A per-frame float workout
This is the most float-heavy capstone yet, distilled from SFA's worldasteroids_update. An asteroid spins on three axes and orbits an anchor object; computing its position calls into trig approximations and an int-to-float helper, then fuses everything with multiply-adds.
typedef struct {
s16 rotStepX; s16 rotStepY; s16 rotStepZ;
u16 orbitAngle; s32 orbitRadius;
} AsteroidState;
typedef struct {
AsteroidState* state;
f32 posX; f32 posY; f32 posZ;
s16 rotX; s16 rotY; s16 rotZ;
} AsteroidObject;
extern AsteroidObject* ObjList_FindObjectById(int id);
extern f32 fsin16Approx(u16 a);
extern f32 fcos16Approx(u16 a);
extern f32 s32AsFloat(s32 v);
extern f32 lbl_orbitStep;
extern u16 lbl_tilt;
Three forces converge here.
Paired-single prologue. Because the function holds float values across calls, MWCC saves f30/f31 using psq_st/psq_l rather than two separate stfs instructions — a GameCube-only callee-save idiom. It happens automatically; don't try to reproduce it in C.
fmadds fusion. The expression a + b * c (addition on the outside) fuses into a single fmadds when all operands are f32. The operand order inside the instruction reflects source order.
Recomputed radius. Register pressure across intervening trig calls forces the compiler to reload the radius conversion from s32AsFloat rather than cache it. If you compute radius once and store it in a single local, the compiler will not match — it will cache the value across the calls. The trick is to call s32AsFloat again immediately before each use.
Call-order hygiene. Declare trig helpers as f32 fn(...), not double — a double return type injects a stray frsp.
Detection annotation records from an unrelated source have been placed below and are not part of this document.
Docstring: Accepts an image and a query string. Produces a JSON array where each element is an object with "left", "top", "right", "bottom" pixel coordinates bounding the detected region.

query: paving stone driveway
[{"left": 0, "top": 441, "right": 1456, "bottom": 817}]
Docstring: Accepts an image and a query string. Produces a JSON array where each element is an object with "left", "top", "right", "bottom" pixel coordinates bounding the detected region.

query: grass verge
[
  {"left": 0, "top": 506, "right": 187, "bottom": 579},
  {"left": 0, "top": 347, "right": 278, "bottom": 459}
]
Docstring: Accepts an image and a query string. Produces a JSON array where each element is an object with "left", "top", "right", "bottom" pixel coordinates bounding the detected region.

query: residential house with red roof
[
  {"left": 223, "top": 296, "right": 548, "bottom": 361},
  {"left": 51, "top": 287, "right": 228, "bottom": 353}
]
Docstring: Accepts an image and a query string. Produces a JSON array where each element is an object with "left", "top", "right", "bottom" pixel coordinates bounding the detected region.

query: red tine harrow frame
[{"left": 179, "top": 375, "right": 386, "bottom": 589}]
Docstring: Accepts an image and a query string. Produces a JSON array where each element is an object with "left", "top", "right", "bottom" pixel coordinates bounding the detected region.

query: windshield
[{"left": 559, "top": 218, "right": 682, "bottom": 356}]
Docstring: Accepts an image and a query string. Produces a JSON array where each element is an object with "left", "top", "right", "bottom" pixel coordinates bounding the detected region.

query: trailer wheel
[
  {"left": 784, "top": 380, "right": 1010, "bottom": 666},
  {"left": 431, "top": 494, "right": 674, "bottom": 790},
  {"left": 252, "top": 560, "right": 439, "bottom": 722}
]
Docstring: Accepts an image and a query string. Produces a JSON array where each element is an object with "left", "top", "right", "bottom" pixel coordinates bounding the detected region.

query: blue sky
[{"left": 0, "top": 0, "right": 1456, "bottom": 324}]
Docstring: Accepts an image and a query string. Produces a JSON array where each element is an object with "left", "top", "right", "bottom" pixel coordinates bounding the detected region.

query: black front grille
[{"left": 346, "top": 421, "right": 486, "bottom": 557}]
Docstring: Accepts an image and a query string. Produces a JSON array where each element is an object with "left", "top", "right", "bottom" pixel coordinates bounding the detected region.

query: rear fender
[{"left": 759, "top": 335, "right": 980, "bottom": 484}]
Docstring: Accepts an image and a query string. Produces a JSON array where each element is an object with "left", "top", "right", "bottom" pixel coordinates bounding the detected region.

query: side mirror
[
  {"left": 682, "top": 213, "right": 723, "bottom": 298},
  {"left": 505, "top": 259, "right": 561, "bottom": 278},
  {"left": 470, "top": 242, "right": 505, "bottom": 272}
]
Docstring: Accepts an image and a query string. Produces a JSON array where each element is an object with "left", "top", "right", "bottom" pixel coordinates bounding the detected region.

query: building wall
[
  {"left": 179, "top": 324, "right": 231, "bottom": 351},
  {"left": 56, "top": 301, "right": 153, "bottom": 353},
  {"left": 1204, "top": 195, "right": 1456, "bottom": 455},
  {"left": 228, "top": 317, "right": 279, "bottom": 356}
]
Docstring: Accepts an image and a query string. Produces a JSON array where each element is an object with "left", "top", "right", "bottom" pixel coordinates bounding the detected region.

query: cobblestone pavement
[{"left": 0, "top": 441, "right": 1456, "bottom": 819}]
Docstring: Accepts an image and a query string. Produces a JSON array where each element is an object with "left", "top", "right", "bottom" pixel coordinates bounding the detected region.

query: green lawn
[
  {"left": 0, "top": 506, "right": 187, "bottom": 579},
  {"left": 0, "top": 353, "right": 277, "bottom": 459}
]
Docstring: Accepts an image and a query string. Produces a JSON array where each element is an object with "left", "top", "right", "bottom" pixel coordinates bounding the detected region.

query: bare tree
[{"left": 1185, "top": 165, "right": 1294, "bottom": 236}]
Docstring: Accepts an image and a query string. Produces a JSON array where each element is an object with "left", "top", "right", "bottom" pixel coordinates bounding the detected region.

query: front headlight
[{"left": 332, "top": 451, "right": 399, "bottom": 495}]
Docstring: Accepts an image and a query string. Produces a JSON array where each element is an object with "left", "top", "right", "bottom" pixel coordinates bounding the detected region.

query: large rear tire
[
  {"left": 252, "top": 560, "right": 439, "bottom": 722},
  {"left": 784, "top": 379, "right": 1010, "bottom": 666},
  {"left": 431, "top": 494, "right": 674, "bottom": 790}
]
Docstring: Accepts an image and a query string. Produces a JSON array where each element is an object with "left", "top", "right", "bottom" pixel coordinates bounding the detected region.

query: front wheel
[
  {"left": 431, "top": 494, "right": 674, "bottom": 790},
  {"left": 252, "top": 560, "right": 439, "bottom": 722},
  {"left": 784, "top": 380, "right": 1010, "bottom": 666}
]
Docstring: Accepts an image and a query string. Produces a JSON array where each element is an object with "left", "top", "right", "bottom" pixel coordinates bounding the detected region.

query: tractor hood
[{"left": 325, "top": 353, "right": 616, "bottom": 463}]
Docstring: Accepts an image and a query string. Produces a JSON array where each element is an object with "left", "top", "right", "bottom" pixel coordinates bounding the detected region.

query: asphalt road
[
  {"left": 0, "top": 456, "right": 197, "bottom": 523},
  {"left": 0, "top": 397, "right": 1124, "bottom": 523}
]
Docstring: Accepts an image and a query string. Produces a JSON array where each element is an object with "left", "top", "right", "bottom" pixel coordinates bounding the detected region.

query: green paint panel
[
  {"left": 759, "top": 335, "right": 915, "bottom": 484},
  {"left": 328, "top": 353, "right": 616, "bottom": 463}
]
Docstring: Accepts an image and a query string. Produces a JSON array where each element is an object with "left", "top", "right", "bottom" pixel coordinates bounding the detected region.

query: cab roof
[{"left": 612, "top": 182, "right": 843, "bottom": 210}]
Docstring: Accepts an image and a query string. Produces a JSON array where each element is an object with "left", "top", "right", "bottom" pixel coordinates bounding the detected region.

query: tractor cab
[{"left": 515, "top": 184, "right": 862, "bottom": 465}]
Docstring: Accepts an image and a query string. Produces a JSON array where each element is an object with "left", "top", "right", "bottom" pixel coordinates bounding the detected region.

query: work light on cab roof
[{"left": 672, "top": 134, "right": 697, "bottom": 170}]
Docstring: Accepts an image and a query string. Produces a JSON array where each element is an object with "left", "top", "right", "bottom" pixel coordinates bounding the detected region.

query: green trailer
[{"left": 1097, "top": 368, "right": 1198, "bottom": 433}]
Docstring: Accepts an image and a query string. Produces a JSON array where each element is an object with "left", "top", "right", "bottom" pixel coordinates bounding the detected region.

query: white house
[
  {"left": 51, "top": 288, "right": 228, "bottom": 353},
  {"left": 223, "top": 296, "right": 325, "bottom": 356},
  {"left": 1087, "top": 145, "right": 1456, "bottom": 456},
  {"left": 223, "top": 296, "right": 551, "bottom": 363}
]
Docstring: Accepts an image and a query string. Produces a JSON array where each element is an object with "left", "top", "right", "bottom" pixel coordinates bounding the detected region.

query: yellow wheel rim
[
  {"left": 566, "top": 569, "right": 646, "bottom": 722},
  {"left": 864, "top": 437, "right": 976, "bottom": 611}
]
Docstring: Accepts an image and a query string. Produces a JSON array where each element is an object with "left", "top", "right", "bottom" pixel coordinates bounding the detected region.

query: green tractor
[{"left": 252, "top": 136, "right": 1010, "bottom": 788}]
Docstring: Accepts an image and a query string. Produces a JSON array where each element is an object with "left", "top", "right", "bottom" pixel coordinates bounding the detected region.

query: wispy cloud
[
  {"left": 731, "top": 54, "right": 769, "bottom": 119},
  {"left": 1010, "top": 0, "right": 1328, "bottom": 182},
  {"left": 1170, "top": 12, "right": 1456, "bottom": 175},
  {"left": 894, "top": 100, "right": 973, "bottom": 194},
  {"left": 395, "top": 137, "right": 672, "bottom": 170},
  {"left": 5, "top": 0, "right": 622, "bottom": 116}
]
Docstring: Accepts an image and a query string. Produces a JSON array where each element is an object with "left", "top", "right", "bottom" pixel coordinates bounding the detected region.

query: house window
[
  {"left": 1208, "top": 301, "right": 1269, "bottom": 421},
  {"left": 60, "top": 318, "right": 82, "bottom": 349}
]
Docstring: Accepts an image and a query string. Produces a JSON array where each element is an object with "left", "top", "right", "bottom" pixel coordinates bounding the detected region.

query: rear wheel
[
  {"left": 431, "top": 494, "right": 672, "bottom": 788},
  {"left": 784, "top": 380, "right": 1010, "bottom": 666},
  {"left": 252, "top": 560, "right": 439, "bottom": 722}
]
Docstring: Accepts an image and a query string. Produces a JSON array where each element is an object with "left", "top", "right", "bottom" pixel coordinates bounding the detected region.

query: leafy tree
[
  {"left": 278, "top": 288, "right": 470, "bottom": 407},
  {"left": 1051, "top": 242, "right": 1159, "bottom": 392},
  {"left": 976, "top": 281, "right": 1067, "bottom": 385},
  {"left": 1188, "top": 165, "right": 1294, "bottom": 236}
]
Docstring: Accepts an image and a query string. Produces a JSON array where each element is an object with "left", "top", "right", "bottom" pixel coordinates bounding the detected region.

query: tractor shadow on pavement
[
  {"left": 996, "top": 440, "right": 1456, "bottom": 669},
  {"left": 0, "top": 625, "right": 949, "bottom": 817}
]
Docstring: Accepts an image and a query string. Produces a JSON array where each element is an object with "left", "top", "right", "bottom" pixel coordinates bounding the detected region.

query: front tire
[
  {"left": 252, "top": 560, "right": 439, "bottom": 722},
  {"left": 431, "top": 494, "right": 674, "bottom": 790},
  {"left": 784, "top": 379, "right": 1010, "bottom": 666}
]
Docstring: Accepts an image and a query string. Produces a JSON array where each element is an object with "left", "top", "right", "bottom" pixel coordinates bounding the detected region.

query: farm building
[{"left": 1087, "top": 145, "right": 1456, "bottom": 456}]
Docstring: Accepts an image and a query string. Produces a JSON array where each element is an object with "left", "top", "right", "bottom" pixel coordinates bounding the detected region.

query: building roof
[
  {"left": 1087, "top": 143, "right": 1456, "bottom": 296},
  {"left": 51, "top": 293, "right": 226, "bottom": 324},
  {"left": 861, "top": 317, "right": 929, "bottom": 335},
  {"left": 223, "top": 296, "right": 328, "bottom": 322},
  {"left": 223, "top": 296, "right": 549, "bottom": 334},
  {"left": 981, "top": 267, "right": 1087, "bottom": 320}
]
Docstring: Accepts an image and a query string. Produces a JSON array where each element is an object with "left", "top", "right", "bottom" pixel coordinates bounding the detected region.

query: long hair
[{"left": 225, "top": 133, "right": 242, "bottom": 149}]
Keep the exact call sequence: each result is consumed before the next call.
For comparison, a simpler satellite variant that orbits a center using only posX and posZ (no tilt axis) produces this structure:
bl FindSatellite # anchor lookup
...
bl s32AsFloat # radius for angle advance
lfs f0, lbl_rotRate
fdivs f0, f0, f1 # rotRate / radius
fctiwz f0, f0 # -> int
... # accumulate into heading
bl fsin16Approx # sin(angle)
fmr f31, f1 # save result
bl s32AsFloat # radius for posX
lfs f0, 4(r31) # anchor->posX
fmadds f0, f1, f31, f0 # fmadds
stfs f0, 4(r29)
bl s32AsFloat # radius for posZ (recomputed)
fmr f31, f1 # save result
bl fcos16Approx # cos(angle)
lfs f0, 8(r31) # anchor->posZ
fmadds f0, f31, f1, f0 # fmadds
stfs f0, 8(r29)
Now read the actual target:
stwu r1, -64(r1)
...
psq_st f31, 56(r1), 0, 0 # save f31 (paired-single)
psq_st f30, 40(r1), 0, 0 # save f30
...
li r3, 100
lwz r30, 0(r29) # state = obj->state
bl ObjList_FindObjectById
... # rotX, rotY, rotZ += rotStep* (lha/add/sth x3)
lwz r3, 8(r30)
bl s32AsFloat # convert orbitRadius
lfs f0, lbl_orbitStep
lhz r0, 6(r30) # load orbitAngle
fdivs f0, f0, f1 # lbl_orbitStep / radius
fctiwz f0, f0
... # orbitAngle += (u16)(...)
lhz r3, 0(lbl_tilt)
bl fcos16Approx # c = cos(lbl_tilt)
fmr f30, f1
lhz r3, 6(r30) # orbitAngle
bl fsin16Approx # s = sin(orbitAngle)
fmr f31, f1
lwz r3, 8(r30)
bl s32AsFloat # radius (first call)
fmuls f1, f1, f31
lfs f0, 4(r31) # anchor->posX
fmadds f0, f30, f1, f0
stfs f0, 4(r29) # obj->posX
lhz r3, 6(r30)
bl fcos16Approx
fmr f31, f1
lwz r3, 8(r30)
bl s32AsFloat # radius (second call)
lfs f0, 12(r31) # anchor->posZ
fmadds f0, f1, f31, f0
stfs f0, 12(r29) # obj->posZ
...
psq_l f31, 56(r1), 0, 0
psq_l f30, 40(r1), 0, 0
...
blr
Trace the call sequence: find the id passed to ObjList_FindObjectById, count the rot-step increments, identify the formula used to advance orbitAngle (fdivs + fctiwz), and read each fmadds to reconstruct the position expressions.
Your task
With the structs above, write asteroid_orbit to reproduce the assembly above.